Naturalmente, l’intento era già dichiarato dalla presenza di due
dei grandi nomi iconici del cinema action-thriller, del cinema di
arti marziali e del wuxiapian
di Hong Kong: Jackie Chan e Tony Leung Ka-fai. C’è perfino, alla
fine, la tipica routine dei film di Jackie Chan delle scene
sbagliate.
The
Shadow’s Edge è un libero remake del film hongkonghese del 2007
Eye in the Sky, prodotto da Johnnie To, dove Tony Leung Ka-fai
interpretava il ruolo di villain che rifà nel presente film (la sua
interpretazione, senza voler togliere niente a quella di Chan, è
assolutamente monumentale). Il titolo Eye in the Sky si riferiva alle
telecamere di sorveglianza; vale anche per The Shadow’s Edge, dove
però la fiducia nella tecnologia è ancora minore. Dopo una rapina,
personaggi o veicoli scompaiono letteralmente dagli schermi del
quartier generale della polizia di Macao; il motivo è che un
super-hacker si è introdotto nel sistema e ci fa il buono e il
cattivo tempo. E allora che fare? Tocca richiamare dal servizio Wong
(Jackie Chan), un poliziotto della vecchia scuola di sudore e piedi
piatti, ovvero di sorveglianza diretta con travestimenti vari, e non
sui monitor.

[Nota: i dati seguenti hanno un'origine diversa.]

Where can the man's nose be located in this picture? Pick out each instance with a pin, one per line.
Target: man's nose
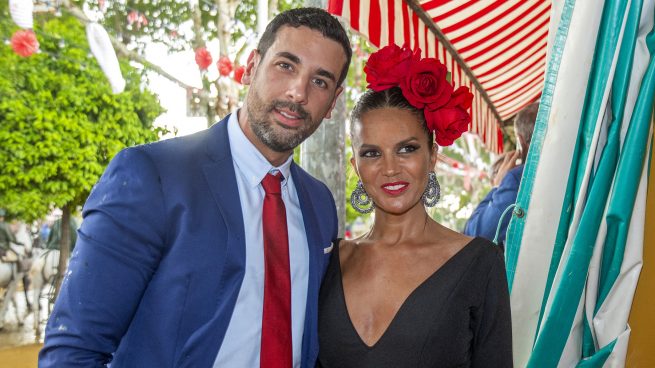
(297, 90)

Le sue lezioni teorico-pratiche alla sua squadra su come
vada fatto il lavoro di sorveglianza sono fra le pagine più gustose
del film.
L’aspetto
poliziesco e quello, correlato, dei combattimenti sono generosamente
serviti, sia sul piano delle sparatorie sia su quello degli scontri
fisici, come per esempio kung fu contro arma bianca, caratterizzati
da quell’aspetto di esagerazione eroica che dicevamo sopra. Val la
pena di notare che nei combattimenti di Jackie Chan si ritrova quel
“kung fu del vuoto”, originale nell’invenzione e abilissimo
nell’usare gli interstizi, che è sempre stato il suo marchio di
fabbrica. Entrambi gli attori, alla loro età tutt’altro che verde,
sono protagonisti di grandi combattimenti di arti marziali (anche se
per l’inevitabile scontro diretto bisogna aspettare il climax
pre-finale); ma soprattutto mostrano la capacità di dar corpo a due
personaggi che posseggono una profondità umana.
L’uno
poliziotto ultra-determinato, l’altro bandito cattivissimo (anche
se con
una profondità soggettiva che a tratti sconvolge): il
film
sottolinea,
in montaggio parallelo,
il loro rapporto reciproco. Per
entrambi
viene
messo in risalto l’aspetto della paternità mancata:
sono presentati come
“padrini” in un rapporto difficile (il primo, ) e tragico (il
secondo) coi figli putativi, il
che apre
a notevoli brevi squarci mélo. Infatti
Wong
(Jackie Chan) trova una figlia putativa nella persona di Guoguo
(Zhang Zifeng),
giovane
poliziotta durissima ma
internamente fragile, che lo respinge perché lo accusa della morte
del padre, suo partner, molti anni prima. The Shadow, l’Ombra (Tony
Leung), ha allevato un gruppo di orfani come figli/complici, una
relazione autoritaria e malata
che arriva fino a contemplare
l’omicidio
– e
che consente
a Tony Leung degli
“a
solo”
di straordinaria bravura (il
suo urlo muto di dolore colpevole è
indimenticabile).
Divertimento
immediato, suspense (la scena della cena sotto mentite spoglie è un
capolavoro),
scontri estremi e un po’ di profondità melodrammatica sorreggono
un film che dura
due ore e venti,
ma passano in un minuto. E
un finale
che è puro feuilleton ci promette un seguito.